Nowelties

Project duration:

2019 - 2022

Project management:

Performance Ana Paulina López Gordillo,      Manager Andreas Schäffer,
Financing EU Marie Skłodowska-Curie

Description of the Project:

The primary objective of NOWELTIES is to organize a platform (European Joint Doctorate) that will provide cutting edge training opportunities for the education of tomorrow’s water treatment experts. The core activity is the research programme (composed of 14 individual research projects) aimed at development of inventive water treatment technologies (advanced biological treatments, inovative oxidation processes, hybrid systems) that allow catering for the varied treatment demands for a plethora of interconnected streams arising from recycling loops.

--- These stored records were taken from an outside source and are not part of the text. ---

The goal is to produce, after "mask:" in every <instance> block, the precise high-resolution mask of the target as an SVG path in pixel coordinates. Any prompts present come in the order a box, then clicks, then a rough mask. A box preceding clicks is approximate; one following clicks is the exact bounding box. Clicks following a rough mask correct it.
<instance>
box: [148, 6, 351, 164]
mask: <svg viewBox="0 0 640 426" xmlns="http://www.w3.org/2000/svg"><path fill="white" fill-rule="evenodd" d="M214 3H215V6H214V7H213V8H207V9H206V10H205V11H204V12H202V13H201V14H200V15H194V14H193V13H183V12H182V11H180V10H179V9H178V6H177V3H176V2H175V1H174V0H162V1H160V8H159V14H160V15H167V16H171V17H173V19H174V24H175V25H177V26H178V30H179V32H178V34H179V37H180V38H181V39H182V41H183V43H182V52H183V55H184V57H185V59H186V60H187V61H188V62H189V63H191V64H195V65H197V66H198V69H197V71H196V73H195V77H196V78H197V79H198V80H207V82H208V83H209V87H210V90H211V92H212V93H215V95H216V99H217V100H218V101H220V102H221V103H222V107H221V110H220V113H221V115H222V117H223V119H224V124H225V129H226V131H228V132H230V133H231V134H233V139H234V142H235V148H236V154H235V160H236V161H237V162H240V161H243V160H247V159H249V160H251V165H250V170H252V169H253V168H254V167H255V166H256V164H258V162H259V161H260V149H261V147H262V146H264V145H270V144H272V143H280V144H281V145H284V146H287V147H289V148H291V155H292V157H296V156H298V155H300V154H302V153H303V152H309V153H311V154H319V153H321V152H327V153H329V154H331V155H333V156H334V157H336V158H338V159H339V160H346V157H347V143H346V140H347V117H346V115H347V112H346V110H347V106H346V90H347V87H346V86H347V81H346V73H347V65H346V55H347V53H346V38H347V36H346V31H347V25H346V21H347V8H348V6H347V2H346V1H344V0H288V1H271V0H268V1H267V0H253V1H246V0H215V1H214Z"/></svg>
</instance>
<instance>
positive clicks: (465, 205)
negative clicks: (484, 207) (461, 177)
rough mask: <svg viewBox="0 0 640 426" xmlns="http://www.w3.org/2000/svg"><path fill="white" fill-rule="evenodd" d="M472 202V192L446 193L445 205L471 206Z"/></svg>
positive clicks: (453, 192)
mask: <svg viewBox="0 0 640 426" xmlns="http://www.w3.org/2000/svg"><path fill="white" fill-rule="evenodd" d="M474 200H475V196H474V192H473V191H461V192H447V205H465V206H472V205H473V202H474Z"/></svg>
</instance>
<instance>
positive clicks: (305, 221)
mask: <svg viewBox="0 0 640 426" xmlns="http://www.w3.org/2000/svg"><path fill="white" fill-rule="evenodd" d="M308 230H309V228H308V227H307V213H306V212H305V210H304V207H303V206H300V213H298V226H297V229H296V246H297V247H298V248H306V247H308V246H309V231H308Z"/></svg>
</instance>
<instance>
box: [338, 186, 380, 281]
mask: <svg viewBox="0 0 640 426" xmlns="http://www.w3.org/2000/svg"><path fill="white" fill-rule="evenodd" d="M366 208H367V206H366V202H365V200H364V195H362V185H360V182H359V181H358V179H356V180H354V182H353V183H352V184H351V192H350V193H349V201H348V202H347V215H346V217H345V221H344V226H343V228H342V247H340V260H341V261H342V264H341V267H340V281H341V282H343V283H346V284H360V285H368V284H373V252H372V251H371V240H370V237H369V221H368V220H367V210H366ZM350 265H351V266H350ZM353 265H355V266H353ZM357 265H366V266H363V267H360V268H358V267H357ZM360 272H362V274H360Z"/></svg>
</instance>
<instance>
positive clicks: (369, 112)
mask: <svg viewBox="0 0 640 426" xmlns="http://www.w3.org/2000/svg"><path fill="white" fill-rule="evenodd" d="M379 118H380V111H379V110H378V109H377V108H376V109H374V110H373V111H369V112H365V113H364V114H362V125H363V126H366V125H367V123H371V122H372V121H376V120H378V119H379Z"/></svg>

In our sub-project the PhD student will develop polymer-based tools to measure and control the bioavailable dissolved concentrations of organic micropollutants during their biological treatment for better understanding the key factors limiting bioavailability and thus OMP removal by microorganisms.  The focus will be on two aspects: (i) using passive sampling to measure changes in the bioavailable dissolved concentrations in analogous reactors to those used for the biological treatment in other sub-projects, and (ii) applying passive dosing to investigate whether there are threshold concentrations of OMPs that are required for induction of the catabolic pathways. By measuring the bioavailable dissolved concentrations, the role of factors influencing supply (e.g., chemical properties, matrix sorption) as well as removal (e.g., microbial growth in the presence of co-substrates) will be studied in order to identify bottlenecks in the biotransformation process. In addition, this data will be used as input into existing biodegradation models. By testing decreasing bioavailable dissolved concentrations, the hypothesis that there is a threshold concentration for OMPs biotransformation will be examined. Pollutant transformation will be examined at the cell level (i.e., enzyme activity) but also at the molecular level (i.e., protein and gene induction/repression).